On a master build after functional testing has passed the chart will be published if it has not already been published.
To publish a new version:
- Bump the version field in Chart.yaml in a pull request
- After approval and a passing build merge it to master
You should always publish a new version if you change values.yaml or requirements.yaml, Jenkins will automatically increase the version if you don’t do this, so you don’t need to worry too much.
Azure DevOps
Chart builds are run against the ‘preview’ AKS cluster, and chart are published to ‘hmctspublic’ Azure Container Registry.
See the chart-java pipeline for an example.
It does:
- on pull request: trigger a build that performs helm lint, helm install and helm test
- on tag: trigger a build that performs helm lint, helm install, helm test, helm package and publish to ‘hmctspublic’ ACR
Performing a Release
Performing a release consists of the following steps:
- Submit your PR which also includes a chart version bump (the version field in Chart.yaml)
- Wait for the PR validation build to pass and a colleague’s approval
- Merge the PR
- Create a Github release, tagging it with the same version number used in Chart.yaml
- The release build will be triggered, publishing the new chart version
Setting up an AzureDevOps chart build
Join the dcd_group_ado_user_v2
Microsoft Entra group, this will give you:
- Access to AzureDevOps,
- Read access to the CNP project where the chart builds live.
Add an azure-pipelines.yml file to your repo, using chart-java as a base.
Ask on #platops-help on slack for someone to setup the pipeline for you in AzureDevOps.
Adding Azure Resources when using Azure DevOps charts
Like Jenkins it is possible to add Azure resources to your charts when publishing via Azure DevOps.

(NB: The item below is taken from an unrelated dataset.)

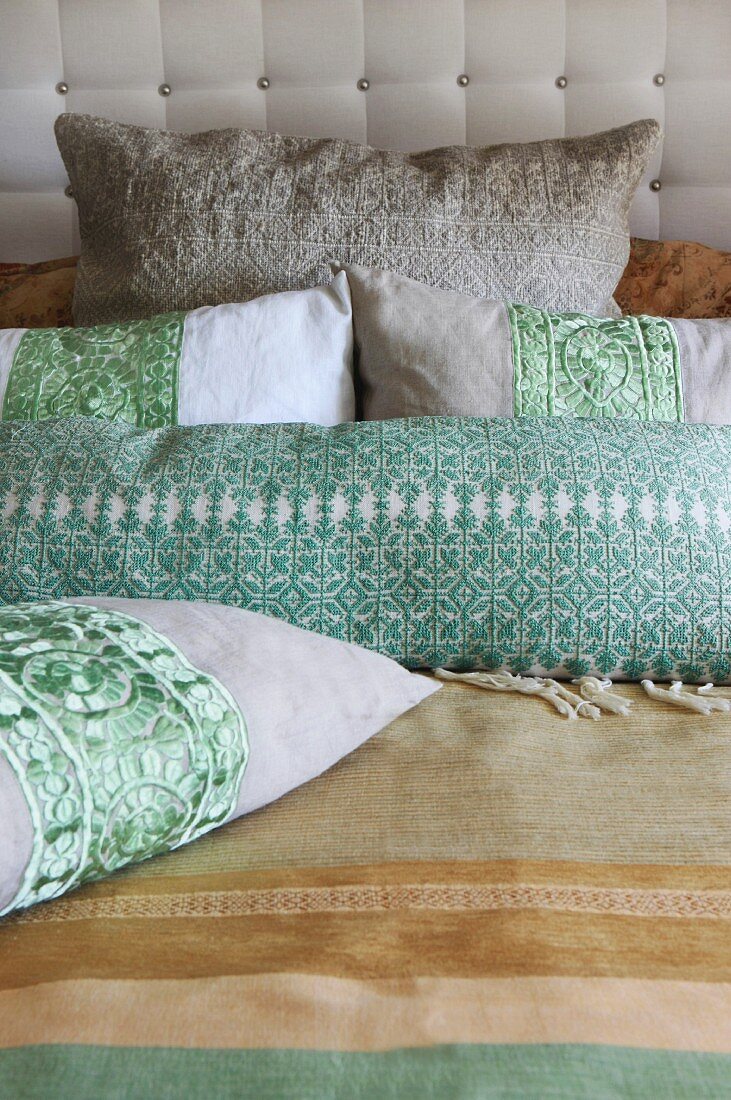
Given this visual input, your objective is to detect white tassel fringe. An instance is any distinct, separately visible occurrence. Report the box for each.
[434,669,731,719]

The following resources can be created:
Postgres Databases
Postgres databases can be added and test via the existing Postgres Instance in the chart-tests
namespace.
Guidance can be found in the chart repository.

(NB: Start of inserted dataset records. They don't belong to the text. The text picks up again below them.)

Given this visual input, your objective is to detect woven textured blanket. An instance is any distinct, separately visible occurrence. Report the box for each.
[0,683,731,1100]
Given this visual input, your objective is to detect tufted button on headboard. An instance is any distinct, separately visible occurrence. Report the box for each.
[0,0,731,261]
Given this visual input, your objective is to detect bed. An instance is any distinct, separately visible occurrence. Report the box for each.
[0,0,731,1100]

The database instance used for Azure DevOps builds is:
postgresql:
flexibleserver: chart-tests-flexibleserver-postgres-preview
Blob Storage
Blob storage is typically used by Application charts built via Jenkins but it is possible to use the blob storage chart to test other charts via ADO.
You must use the chart-tests
resource group to test with Blob Storage:
blobstorage:
resourceGroup: "chart-tests-aso-rg"
Service Bus
Service bus topics and queues can be tested much in the same way as Postgres as there is an existing namespace for the chart-tests
namespace.
Guidance is available via the chart repository.
resourceGroup: chart-tests-aso-rg
sbNamespace: chart-tests-servicebus
All charts
We follow a standard naming convention of chart-<name>
for all Helm charts, you can find a list of all
charts using Github Search in the organisation.